El elixir de amor - Alfa y Omega

El elixir de amor

Javier Alonso Sandoica

Musicalmente, El elixir de amor es una de las óperas más logradas del repertorio belcantista. Donizetti, con 34 años, la tuvo que componer por encargo, en tan sólo dos semanas. A punto de iniciarse los primeros ensayos, al compositor aún le quedaban asuntos que apuntalar: algún recitativo incompleto, un aria con la que no se encontraba satisfecho, etc. El éxito fue rotundo, como lo sigue siendo cada vez que se representa. En el Teatro Real de Madrid se puede ver hasta el 20 de diciembre, con un elenco irreprochable de primeras voces. Pero he de plantarme en la dirección escénica de la producción: el responsable es Damiano Michieletto, un joven que tiene a medio planeta escandalizado y al otro hechizado. Es de los artistas que no soporta cuadrar las escenas en los tiempos que refieren los libretistas. Por eso, a veces se pasa de frenada, como es el caso.

A mí me pareció un logro su adaptación de Poliuto, también de Donizetti. La ópera cuenta el martirio de un converso al cristianismo, en la Armenia del siglo III. Los que van a ser bautizados lo hacen en absoluta clandestinidad, y allí se acerca Poliuto, a conocer a Cristo de cerca. Michieletto abandona Armenia y el siglo III, y hace una inteligente adaptación a nuestros tiempos. Los cristianos son unos tipos vestidos de Armani que viven en el sótano de una fábrica, sometidos a una irracional ideología. En el hecho religioso encontrarán la única posibilidad de reconocerse como seres humanos. Sin embargo, en la presente producción, sitúa el argumento de El elixir de amor en una playa con chiringuito.
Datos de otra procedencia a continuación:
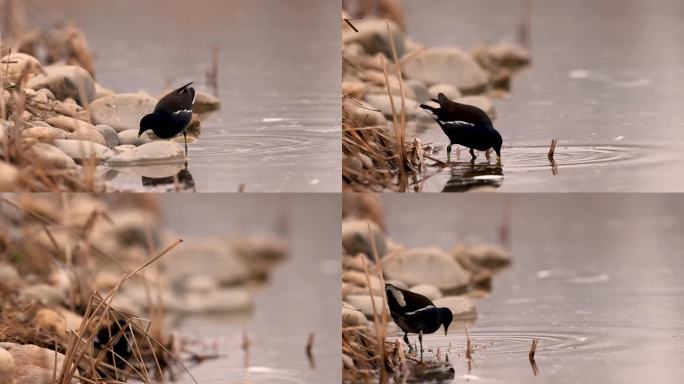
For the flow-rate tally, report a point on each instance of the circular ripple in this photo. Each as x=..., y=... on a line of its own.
x=535, y=157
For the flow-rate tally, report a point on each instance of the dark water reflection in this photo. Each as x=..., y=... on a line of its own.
x=299, y=299
x=605, y=73
x=279, y=78
x=596, y=278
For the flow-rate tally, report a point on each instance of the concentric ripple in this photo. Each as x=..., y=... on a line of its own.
x=536, y=157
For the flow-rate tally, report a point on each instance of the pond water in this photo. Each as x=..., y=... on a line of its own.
x=605, y=81
x=596, y=278
x=279, y=77
x=297, y=301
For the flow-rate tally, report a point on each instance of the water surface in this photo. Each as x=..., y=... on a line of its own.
x=596, y=278
x=604, y=74
x=297, y=301
x=279, y=77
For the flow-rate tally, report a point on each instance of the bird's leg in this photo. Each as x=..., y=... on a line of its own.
x=420, y=340
x=407, y=342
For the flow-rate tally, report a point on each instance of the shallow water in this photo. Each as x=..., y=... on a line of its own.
x=596, y=278
x=279, y=125
x=293, y=304
x=605, y=74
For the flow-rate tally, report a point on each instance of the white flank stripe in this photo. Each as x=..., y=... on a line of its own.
x=398, y=296
x=458, y=123
x=418, y=310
El tema es muy simple: un joven campesino se enamora de una terrateniente caprichosa, y tendrá que valerse del elixir de un charlatán ambulante (que no es más que vino de Burdeos, en definitiva, mero placebo) para conquistarla. Pues Michieletto nos sitúa la acción en una playa con resonancias ibicencas, con despedida de soltera, fiesta de la espuma, drogas, boys… La frivolidad de la puesta en escena oscurece por completo el argumento. Es verdad que se trata de una ópera bufa, pero la fuerza dramática de la música imprime a los sentimientos de los protagonistas una humanidad del todo ensombrecida por el mal gusto. Aunque sólo por oír al barítono uruguayo Erwin Schrott, merece la pena la velada.